Lisa Freeman, a graduate of ReClaim Northside last year, sat in to mentor the group this year. Her vacant-lot garden project shares the neighborhood with drug dealers, she said. As she dragged a garbage can full of mulch by them one day, she called to them: “Which one of y’all are going to help me?” She actually got some takers. Then she pulled a second can by. “Whose turn is next?” she said.

“All it took was acknowledging them and not making them feel that they’re a drug dealer; no one is supposed to talk to them, everyone is supposed to be afraid of them. It got to the point where, when they knew us, it was [with] the utmost respect. They still sell drugs, but not there.” Now, effectively, she said, “we have a drug prevention activity through that garden. They engage with us.

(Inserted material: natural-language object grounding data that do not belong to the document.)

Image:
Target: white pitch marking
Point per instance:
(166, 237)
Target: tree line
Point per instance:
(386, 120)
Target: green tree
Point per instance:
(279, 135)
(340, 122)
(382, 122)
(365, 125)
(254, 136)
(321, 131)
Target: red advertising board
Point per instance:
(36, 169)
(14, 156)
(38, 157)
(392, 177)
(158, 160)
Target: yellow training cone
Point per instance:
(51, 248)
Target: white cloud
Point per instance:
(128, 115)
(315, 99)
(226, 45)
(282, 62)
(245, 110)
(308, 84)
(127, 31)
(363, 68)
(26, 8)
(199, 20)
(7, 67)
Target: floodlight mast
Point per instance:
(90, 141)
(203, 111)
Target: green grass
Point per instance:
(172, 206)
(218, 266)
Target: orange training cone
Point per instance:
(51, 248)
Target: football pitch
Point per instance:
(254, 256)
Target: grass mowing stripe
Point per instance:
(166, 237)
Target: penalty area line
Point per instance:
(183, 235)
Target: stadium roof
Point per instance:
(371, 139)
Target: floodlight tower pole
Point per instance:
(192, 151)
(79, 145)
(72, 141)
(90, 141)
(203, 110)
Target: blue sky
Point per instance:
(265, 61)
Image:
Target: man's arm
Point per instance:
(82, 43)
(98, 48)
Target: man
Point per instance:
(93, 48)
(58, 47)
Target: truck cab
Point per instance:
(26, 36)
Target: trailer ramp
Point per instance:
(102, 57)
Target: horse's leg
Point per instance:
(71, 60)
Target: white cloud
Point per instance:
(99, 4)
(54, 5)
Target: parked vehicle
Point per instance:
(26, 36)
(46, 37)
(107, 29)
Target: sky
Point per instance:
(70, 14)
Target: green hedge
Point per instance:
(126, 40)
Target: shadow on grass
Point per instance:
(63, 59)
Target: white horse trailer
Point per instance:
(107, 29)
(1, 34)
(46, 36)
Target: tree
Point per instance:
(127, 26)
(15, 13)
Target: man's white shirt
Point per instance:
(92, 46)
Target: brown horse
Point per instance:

They’re one of your stakeholders as well.”

A 2011 report by the Pittsburgh city controller called the program “an effective tool in returning small, wooded and/or steeply graded tax-delinquent parcels to private ownership.” It noted that the city had so far sold 715 of the approximately 1,200 lots it had deemed eligible for the Side Yard Program in 1994.

However, the Side Yard Program is not a substitute for other clean-up efforts, including public-private partnerships. In its 2012 annual report, the Clean Pittsburgh Commission credited the city’s Redd-Up Zone program, which provides materials and coordination for volunteer clean-up efforts, for keeping vacant-lot blight under control.